The Scottish Parliament's powerful audit committee has taken the surprise step of naming the 13 further education colleges said to account for almost 70 per cent of the sector's deficit.
John Sizer, chief executive of the Scottish Further Education Funding Council, told the committee last September that 13 colleges had serious financial problems, but refused to name them. But the audit committee's report on Scottish further education colleges reveals that they are Aberdeen, Bell, Clackmannan, Inverness, James Watt, Langside, Lews Castle, Moray, Clydebank, North Glasgow, Perth, Reid Kerr and South Lanarkshire colleges.

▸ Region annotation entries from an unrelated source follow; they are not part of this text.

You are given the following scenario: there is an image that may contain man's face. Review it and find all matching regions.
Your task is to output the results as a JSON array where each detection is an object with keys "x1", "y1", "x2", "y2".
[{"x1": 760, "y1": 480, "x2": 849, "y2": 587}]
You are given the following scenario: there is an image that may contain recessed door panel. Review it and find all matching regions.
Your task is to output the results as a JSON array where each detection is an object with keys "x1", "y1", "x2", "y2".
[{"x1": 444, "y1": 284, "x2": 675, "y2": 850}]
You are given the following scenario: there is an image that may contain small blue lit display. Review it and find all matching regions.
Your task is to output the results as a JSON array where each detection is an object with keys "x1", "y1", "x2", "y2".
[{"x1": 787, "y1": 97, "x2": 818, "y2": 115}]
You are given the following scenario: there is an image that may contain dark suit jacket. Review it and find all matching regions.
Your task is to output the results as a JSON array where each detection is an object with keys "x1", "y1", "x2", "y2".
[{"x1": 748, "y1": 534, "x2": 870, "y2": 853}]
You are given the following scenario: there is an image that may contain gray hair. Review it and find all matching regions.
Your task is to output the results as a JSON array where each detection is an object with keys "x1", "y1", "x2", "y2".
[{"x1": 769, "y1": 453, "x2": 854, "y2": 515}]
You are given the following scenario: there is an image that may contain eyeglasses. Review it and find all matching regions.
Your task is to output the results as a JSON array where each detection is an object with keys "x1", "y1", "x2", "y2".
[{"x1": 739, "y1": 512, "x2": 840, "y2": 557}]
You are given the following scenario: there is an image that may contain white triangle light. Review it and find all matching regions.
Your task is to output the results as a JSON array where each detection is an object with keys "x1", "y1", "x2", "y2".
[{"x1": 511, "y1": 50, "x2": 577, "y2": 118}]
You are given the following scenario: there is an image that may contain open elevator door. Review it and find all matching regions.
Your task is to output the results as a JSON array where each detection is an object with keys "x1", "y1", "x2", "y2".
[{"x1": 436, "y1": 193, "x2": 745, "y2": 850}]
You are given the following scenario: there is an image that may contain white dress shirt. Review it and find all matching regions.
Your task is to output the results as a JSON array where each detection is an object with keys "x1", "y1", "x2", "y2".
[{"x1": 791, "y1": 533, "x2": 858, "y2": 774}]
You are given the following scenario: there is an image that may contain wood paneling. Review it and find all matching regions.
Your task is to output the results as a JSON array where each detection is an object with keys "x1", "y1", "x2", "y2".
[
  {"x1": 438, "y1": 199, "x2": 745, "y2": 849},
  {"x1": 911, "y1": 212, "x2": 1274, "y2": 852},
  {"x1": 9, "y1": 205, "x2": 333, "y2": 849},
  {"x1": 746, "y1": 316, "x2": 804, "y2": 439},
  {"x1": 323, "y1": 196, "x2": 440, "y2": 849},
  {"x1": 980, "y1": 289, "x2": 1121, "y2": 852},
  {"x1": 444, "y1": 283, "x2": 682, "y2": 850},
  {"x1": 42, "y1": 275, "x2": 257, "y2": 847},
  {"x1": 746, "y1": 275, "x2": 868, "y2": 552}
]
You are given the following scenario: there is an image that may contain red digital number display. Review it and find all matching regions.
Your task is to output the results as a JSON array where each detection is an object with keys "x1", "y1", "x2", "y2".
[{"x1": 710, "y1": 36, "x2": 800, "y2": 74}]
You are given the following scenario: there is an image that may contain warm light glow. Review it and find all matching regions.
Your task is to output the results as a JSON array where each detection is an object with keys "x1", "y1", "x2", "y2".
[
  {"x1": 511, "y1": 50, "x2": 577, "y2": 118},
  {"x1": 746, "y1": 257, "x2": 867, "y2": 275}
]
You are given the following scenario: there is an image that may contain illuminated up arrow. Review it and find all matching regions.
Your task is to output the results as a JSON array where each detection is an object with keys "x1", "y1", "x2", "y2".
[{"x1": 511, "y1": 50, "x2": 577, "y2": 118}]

Professor Sizer said they accounted for about 69 per cent of the sector's operating deficit, which has leapt from Pounds 2.9 million in 1993-94 to a forecast Pounds 22.6 million for 1998-99.
The audit committee says Reid Kerr predicts clearing its accumulated deficit by 2002-03. Bell's target is the following year, Clydebank's the year after, and North Glasgow's 2006-07. But Aberdeen, James Watt, Lews Castle and Moray colleges are listed as having no recovery plan in place.
The report says there is no reason why the colleges have incurred such large deficits. But ten have above-average staff costs and most are highly dependent on their grant from the Scottish Executive.
Andrew Welsh, the audit committee's convener, said the forecast deficit could be partly attributed to the twin pressures of increasing student numbers and a squeeze on funding. The committee wants the SFEFC to complete a "root and branch" review of the sector and action planned to tackle deficits by the end of the year.